Il tourna les talons et commença à avancer dans la direction opposée. Les garçons devaient avoir eu vent de notre visite médicale, car ils lui enjambèrent le pas sans hésiter. Je haussai les épaules en les suivant, les filles sur les talons.
Nous nous engageâmes dans une petite rue, perpendiculaire à la Haute Rue, plus calme que cette dernière. Les maisons blanches étaient davantage attrayantes que les bâtiments gris sans fenêtres. L'atmosphère redevint calme et les bruits de la rue commerciale commençaient à s'étouffer. Détendue par l'amenuisement de la foule, je relâchai mes doigts crispés autour de ma clé.

- C'est loin, chez le médecin ? questionna Fynn.

Il manqua de lâcher tous les tabelots en trébuchant sur une pierre, mais Lina le retint de justesse.

- Merci, fit Fynn en reprenant le dessus.

- Oh, c'est trois fois rien, bredouilla Lina et cala une mèche derrière son oreille.

Inès détourna la tête pour cacher son hilarité aux yeux de deux concernés.

- Non, répondit Migor, on y est presque.

Nous marchâmes encore pendant quelques minutes, puis nous arrêtâmes devant un gratte-ciel, identique à tous ceux que j'avais vus jusqu'alors. Quand nous pénétrâmes à l'intérieur, le hall d'accueil ressemblait fortement à celui que j'avais visité dans la Tour qui nous avait menés au Mexpress lors de notre visite chez les Représentants. Des bureaux étaient disposés sur les bords de la pièce, derrière lesquels des gens étaient installés, leurs doigts pianotaient sur des claviers d'ordinateurs sans nous prêter la moindre attention. Je retrouvai le même couloir, au fond de la pièce, qui donnait sur un escaliers aux marches volantes. À mon plus grand soulagement, les triplés nous guidèrent vers un ascenseur au centre de la pièce. Une pancarte XXL était accrochée au dessus des portes méchaniques, indiquant « Tour médicinale » en lettre dorées. Dès que Migor appuya le doigt sur un petit écran inséré dans le mur, les portes de l'ascenseur s'ouvrirent. Nous nous y engouffrâmes tous les onze, sans brocher malgré l'espace confiné. Marghau pressa un bouton hors de mon champ de vision, après quoi je sentis que l'ascenseur s'élevait.

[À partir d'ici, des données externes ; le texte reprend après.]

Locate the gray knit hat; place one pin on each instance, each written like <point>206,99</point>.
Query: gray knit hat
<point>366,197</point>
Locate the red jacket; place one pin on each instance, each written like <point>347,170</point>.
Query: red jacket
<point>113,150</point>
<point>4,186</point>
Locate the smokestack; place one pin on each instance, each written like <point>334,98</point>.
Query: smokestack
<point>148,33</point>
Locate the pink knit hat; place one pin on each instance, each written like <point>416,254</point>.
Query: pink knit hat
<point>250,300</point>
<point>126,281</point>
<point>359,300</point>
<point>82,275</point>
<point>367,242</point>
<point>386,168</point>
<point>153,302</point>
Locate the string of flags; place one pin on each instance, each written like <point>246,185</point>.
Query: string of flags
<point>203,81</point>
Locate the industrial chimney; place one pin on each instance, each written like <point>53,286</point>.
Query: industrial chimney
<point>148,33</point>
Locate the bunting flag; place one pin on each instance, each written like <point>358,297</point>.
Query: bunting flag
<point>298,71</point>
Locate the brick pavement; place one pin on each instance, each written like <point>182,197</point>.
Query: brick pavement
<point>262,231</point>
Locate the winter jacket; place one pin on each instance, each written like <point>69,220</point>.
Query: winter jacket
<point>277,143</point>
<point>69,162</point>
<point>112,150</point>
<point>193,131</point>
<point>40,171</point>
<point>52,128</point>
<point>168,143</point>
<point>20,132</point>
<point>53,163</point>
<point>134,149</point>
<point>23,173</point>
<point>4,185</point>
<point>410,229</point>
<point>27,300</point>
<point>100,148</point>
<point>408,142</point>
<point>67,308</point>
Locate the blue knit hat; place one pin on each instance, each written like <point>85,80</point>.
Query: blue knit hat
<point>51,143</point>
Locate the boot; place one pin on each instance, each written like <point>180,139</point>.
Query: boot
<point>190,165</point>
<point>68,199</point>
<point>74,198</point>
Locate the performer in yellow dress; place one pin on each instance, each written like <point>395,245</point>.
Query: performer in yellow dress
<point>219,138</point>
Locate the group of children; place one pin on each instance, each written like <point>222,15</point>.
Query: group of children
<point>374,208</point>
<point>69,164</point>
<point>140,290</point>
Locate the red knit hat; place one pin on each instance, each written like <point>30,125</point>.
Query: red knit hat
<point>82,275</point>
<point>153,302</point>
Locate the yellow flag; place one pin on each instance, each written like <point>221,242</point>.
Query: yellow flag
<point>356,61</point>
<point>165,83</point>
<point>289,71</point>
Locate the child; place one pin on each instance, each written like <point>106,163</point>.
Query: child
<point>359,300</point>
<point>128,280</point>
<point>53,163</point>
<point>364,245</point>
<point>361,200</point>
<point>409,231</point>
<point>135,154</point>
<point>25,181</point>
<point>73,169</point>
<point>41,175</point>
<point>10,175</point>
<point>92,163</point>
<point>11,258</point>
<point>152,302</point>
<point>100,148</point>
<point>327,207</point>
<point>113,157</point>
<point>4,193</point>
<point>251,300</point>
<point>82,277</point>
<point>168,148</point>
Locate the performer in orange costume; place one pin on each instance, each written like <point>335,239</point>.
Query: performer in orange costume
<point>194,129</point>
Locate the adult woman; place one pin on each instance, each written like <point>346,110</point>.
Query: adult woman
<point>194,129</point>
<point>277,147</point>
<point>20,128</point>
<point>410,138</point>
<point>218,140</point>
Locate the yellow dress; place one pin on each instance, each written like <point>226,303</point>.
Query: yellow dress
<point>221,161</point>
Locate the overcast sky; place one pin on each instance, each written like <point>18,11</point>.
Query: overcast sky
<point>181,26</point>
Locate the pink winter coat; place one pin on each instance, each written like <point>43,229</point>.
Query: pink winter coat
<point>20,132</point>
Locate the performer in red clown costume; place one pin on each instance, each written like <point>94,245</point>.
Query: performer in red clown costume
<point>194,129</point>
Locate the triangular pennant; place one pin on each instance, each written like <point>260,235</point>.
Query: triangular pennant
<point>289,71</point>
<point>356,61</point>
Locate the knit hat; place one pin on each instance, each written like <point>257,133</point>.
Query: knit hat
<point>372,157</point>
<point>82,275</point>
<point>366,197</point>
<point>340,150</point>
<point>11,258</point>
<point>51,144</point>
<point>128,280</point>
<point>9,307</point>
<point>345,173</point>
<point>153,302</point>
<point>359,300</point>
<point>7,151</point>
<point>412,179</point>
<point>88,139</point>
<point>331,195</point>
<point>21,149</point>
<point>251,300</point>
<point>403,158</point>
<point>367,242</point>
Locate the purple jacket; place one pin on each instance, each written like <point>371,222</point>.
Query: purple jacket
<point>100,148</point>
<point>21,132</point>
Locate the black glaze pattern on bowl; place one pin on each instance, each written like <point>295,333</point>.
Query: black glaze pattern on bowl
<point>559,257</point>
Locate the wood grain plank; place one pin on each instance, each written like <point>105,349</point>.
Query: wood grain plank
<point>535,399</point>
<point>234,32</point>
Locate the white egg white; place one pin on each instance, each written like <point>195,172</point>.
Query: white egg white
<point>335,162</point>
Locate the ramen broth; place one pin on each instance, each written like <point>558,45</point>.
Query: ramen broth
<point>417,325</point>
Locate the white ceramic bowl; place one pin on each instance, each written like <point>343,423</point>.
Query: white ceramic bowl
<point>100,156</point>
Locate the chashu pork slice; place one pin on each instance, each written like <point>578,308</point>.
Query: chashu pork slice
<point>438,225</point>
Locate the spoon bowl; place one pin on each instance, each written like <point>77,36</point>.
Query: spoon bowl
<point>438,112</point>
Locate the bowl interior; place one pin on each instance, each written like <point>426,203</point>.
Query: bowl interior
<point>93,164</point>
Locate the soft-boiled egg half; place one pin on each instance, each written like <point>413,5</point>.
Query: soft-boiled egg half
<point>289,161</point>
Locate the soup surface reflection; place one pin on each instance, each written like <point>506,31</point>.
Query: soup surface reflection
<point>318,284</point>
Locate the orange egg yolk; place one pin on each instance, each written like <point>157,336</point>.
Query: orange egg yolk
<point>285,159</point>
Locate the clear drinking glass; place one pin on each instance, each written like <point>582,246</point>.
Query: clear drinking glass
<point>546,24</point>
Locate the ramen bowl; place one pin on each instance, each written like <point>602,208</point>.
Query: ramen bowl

Personnellement, les médecins me faisaient ni chaud ni froid. Je tombais rarement malade, et encore plus rarement suffisamment pour aller chez un pédiatre. Pourtant, l'idée de me faire ausculter par un docteur qui devait œuvrer avec des méthodes étrangères à celles auxquelles j'avais l'habitude ne me laissait pas de marbre. Nils et Inès semblaient partager mon avis plus que quiconque ; ils se jetaient des regards appuyés, comme s'ils s'apprêtaient à entrer en classe pour rédiger un contrôle de maths qui vaut triple dans la moyenne.